A simpler variant some operators might prefer is an ADAPTIVE_SIGALG=true flag that just derives sigalg from the imprint digest using SHA256WithRSA/SHA384WithRSA/SHA512WithRSA automatically — but the explicit map is more flexible (PSS vs PKCS#1 v1.5, hash mixing, etc.) and avoids hardcoded assumptions.

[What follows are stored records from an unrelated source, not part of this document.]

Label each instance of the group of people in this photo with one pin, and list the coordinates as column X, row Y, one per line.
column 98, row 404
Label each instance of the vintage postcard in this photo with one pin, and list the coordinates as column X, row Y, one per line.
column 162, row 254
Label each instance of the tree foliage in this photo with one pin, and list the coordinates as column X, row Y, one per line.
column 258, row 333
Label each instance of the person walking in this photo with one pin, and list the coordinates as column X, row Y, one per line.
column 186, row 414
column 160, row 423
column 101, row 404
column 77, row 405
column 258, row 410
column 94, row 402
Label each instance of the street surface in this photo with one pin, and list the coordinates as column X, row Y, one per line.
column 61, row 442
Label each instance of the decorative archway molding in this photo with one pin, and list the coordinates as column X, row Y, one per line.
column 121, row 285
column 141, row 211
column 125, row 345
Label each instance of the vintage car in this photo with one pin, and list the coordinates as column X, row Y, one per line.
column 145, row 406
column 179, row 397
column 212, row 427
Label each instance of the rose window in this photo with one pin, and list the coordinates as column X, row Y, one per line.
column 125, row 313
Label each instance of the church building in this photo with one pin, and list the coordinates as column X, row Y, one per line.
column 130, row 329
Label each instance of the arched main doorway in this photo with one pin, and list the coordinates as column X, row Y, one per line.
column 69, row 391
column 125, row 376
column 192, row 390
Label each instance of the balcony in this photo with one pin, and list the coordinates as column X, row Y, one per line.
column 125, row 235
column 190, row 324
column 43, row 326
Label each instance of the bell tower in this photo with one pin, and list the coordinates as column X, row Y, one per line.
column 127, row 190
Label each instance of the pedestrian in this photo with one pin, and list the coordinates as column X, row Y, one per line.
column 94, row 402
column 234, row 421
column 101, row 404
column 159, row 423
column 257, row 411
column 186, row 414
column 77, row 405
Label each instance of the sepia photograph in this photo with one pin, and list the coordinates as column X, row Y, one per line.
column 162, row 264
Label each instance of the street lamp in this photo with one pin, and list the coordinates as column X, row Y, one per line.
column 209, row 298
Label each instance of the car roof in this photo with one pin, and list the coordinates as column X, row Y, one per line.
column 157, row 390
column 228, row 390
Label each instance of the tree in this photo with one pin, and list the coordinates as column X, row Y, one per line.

Considerations / trade-offs I can already see

• Audit/trace: with this enabled, two TSTs from the same worker can have different SignerInfo.signatureAlgorithm. Operators relying on "all my TSTs verify with one algorithm" lose that property. Mitigation: the feature is opt-in, off by default.
• Policy alignment: the worker's declared DEFAULTTSAPOLICYOID may be tied (in the operator's CPS) to a specific sigalg. Operators enabling the map should ensure their CPS/policy declares all sigalgs they intend to emit. This is the operator's responsibility, not SignServer's.
• Client-controlled cryptographic choice: an attacker could deliberately pick the weakest sigalg in the operator's map. Mitigation is the same as today's ACCEPTEDALGORITHMS: the operator decides what the floor is.
• HSM/provider support: if a mapped sigalg isn't supported by the crypto token / provider, build will fail at request time rather than at worker activation. Maybe worth a startup-time validation pass over the map.
• eIDAS / ETSI alignment: I'm not aware of an explicit prohibition in ETSI EN 319 422 against varying sigalg per-request as long as each emitted sigalg is declared in the TSA's policy. But it'd be useful to hear from anyone who's been through a QTSP audit on this.

Questions

1. Is this kind of per-request sigalg selection something the SignServer team would consider in principle? Or is it a deliberate non-goal (e.g. for audit/policy reasons I'm not seeing)?
2. Is there a preferred shape — explicit map vs. simple "adaptive" flag — if it were to land?
3. Are there other places in the codebase (e.g. archive/audit log fields, status reports, the AdminGUI worker config UI) that assume one sigalg per worker and would need to be updated alongside this?
4. Would a PR exploring this — keeping the feature opt-in and behind the absence of MESSAGEIMPRINT_SIGNATUREALGORITHM_MAP for backwards compat — be welcome?

Happy to share more detail on the production use case if helpful. Thanks for considering.